Sometimes Life Doesn’t Listen
No matter how hard you try, if your goals just aren’t meant to be you’ll end up doing nothing but treading metaphorical water. It’s amazing, really, how fate always seems to know which direction to point you in, how it leads you back to the track you’re supposed to be on. Whether you believe it’s destiny or just the power of your own will doesn’t matter; there’s still some sort of guiding force that helps you along.
In my experience, the best thing to do when you encounter one of the stubborn elements of Life is to just let it ride. To roll with the punches for a bit and see where it takes you. I’m not saying you should drift forever, but sometimes you just need to let it pull you along for a bit. Eventually, though, we must all face the ugly truth: just because you have a lot of passion for a profession doesn’t mean you have the attitude or aptitude to be successful in it. I love art, but the only things I can paint are child-like abstract wiggles. It’s when you find yourself trapped in a job you’re not meant for that failure becomes positive.
But before I get too far ahead of myself, here’s the Daily Prompt that inspired this article:
Today’s Daily Prompt is:
As a kid, what did you want to be when you grew up? How close or far are you from that vision?
One After Another, My Dreams Fell Like Dominoes
Because of the fact that just about anything in the world can draw my interest (I’m not kidding here) I went through a lot of different career plans throughout my childhood. After a while, my focus would change for one reason or another, and eventually the practicality of such a profession would dissolve. I’d revisit those old goals occasionally, sometimes reviving them enough to work on them again, but it never went smoothly.
If I had succeeded in just one of the many jobs I’d yearned for when I was young I would be ‘sitting pretty’ right now. I’d be making large amounts of money (not only because I’d be good at those jobs, but also because they almost always pay well), have a bunch of fancy possessions, and would be able to afford buying a house and starting a family. Yes, I would have financial security, but the ‘other hand’ isn’t as pretty as this one. Every one of the fields I was enthusiastic about had at least one major stress factor involved. I might have made a lot of money in those jobs, but I’d be constantly working and have very little flexibility in my schedule. And what’s the point of having a family when you can’t spend any time with them?

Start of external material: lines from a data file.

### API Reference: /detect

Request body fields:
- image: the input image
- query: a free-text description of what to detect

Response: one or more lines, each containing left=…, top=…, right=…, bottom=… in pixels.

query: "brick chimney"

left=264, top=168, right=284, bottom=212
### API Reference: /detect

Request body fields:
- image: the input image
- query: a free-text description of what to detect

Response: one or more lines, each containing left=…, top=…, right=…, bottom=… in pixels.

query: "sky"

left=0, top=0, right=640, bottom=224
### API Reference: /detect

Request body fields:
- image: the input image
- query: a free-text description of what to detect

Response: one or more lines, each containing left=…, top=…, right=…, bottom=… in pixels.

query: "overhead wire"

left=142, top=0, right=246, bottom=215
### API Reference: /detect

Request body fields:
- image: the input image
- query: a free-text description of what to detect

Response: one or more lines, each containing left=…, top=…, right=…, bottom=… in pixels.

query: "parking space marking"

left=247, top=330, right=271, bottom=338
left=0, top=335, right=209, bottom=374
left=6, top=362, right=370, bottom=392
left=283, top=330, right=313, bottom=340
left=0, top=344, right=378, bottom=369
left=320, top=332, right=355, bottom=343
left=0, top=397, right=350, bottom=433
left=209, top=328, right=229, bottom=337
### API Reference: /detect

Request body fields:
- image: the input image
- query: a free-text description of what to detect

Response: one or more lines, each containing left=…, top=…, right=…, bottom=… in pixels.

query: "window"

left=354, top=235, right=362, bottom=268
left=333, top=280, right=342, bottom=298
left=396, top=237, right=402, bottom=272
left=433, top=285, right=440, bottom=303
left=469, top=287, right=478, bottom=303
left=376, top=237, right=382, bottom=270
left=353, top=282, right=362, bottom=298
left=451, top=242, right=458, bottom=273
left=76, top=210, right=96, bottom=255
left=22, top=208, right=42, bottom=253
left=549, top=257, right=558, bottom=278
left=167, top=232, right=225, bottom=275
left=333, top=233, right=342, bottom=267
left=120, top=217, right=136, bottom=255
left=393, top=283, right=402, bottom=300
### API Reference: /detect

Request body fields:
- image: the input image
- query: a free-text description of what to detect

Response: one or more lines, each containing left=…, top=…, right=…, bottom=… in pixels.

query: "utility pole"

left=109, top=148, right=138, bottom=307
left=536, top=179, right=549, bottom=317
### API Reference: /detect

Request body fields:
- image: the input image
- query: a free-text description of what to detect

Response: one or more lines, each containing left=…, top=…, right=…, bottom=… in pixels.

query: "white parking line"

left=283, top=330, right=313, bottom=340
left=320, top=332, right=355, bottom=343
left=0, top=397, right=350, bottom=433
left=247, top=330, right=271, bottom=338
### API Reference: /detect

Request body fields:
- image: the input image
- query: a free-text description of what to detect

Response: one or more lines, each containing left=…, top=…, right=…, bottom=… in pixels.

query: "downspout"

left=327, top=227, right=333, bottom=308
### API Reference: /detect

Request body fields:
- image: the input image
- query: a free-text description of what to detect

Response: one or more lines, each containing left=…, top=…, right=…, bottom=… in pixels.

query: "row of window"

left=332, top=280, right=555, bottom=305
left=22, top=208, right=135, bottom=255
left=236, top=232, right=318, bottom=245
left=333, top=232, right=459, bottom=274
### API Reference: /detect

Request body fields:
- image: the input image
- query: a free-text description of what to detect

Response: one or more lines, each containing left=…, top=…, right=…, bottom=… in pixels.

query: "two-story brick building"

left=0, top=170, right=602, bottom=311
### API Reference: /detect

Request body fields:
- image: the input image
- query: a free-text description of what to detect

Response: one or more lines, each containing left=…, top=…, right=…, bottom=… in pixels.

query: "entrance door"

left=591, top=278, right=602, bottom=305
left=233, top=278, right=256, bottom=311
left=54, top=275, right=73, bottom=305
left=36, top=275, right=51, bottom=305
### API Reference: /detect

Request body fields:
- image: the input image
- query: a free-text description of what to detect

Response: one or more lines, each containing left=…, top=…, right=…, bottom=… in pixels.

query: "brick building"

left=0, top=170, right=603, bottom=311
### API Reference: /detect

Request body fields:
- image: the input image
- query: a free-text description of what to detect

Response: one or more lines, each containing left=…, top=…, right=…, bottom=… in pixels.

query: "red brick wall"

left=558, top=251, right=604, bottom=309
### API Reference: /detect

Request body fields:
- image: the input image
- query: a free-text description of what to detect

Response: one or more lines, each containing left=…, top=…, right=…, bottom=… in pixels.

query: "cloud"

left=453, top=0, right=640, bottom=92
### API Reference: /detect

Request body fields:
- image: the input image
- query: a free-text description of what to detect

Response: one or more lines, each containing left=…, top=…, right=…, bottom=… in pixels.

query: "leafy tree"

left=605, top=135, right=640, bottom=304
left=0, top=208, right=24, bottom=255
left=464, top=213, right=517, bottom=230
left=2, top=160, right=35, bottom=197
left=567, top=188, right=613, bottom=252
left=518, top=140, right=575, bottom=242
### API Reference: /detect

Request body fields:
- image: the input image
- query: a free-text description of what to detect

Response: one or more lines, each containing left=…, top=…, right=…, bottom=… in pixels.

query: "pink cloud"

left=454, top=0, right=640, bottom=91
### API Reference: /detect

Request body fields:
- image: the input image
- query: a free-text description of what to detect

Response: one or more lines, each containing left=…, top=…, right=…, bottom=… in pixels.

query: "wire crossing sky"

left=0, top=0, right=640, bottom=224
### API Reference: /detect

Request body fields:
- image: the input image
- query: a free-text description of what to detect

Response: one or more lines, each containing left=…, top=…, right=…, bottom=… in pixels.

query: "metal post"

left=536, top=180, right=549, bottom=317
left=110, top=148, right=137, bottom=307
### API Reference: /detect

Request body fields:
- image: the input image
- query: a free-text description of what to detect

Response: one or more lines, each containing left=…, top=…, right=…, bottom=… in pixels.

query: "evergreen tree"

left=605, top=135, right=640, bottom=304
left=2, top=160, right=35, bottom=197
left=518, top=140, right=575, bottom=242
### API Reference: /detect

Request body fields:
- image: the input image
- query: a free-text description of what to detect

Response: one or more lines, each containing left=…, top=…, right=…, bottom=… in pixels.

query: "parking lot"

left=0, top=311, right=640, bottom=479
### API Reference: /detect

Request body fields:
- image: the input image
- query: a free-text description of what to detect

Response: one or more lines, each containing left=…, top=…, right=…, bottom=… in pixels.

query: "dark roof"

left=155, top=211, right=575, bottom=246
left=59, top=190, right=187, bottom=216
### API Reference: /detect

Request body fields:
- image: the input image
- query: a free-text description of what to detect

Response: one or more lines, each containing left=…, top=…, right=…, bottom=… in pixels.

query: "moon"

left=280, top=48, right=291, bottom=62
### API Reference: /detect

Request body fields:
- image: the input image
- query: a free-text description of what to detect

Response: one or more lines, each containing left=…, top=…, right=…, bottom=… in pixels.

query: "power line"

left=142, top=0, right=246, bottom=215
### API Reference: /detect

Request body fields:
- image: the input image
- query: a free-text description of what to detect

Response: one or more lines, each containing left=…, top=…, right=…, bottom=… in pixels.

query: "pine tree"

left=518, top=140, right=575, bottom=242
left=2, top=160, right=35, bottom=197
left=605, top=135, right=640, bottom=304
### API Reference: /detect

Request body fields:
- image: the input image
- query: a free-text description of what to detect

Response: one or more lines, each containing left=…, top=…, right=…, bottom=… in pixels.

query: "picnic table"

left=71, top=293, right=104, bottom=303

It took me a while, but I finally figured out what I was meant to do. I’ve had a lot of false starts, too. I’ve attended (and failed) college twice (my grades had nothing to do with it, though), I’ve had a lot of entry-level jobs just stalemate on me, and even when I absolutely loved my position something still bottomed out somehow. It was frustrating, having so many professional issues and no idea what to do about it. But when I finally returned to the one job that holds me like a magnet, writing (of any kind), technology and the internet had given me more avenues for profit and success than the slim pickings that used to be available.
At this point, even though I can barely survive financially, I’m happy with the work I do, and I’m glad I didn’t end up stuck in something I hated. Sometimes it takes a lot of backtracking, even starting over, to find the right path, and I’m so relived to finally be where I’m supposed to be. From what I’ve seen, it takes a long time, and a lot of trial and error, for most people to figure out what they really want to do with their lives. That’s why I think it’s unfair when a parent or teacher puts so much pressure on the kids they care for, expecting them to have it all figured out before they’ve graduated high school. How can someone know, without a doubt, what they want to do for the rest of their life when they aren’t even old enough to drink yet?
I Get to Eat My Cake Every Day
The three most notable careers I was interested in was neurological surgery, law (starting as prosecutor, then working my way to judge), and massage therapy. I’m still a little bummed about missing out on two of them, but the upside to ending up where I am professionally is that I actually can “have my cake, and eat it, too”. I may never cut open someone’s brain, but I’ve picked up enough about medical science (and can learn even more on my own) to at least write about it. I’m not an expert, of course, but I can create articles geared for the public about every field I ever aspired to join.
All things considered, I ended up in the perfect career for me. It’s always been hard for me to completely focus on a single topic or interest, so being able to write about anything I want suits me well. The only regret I have is that it took me so long to get here.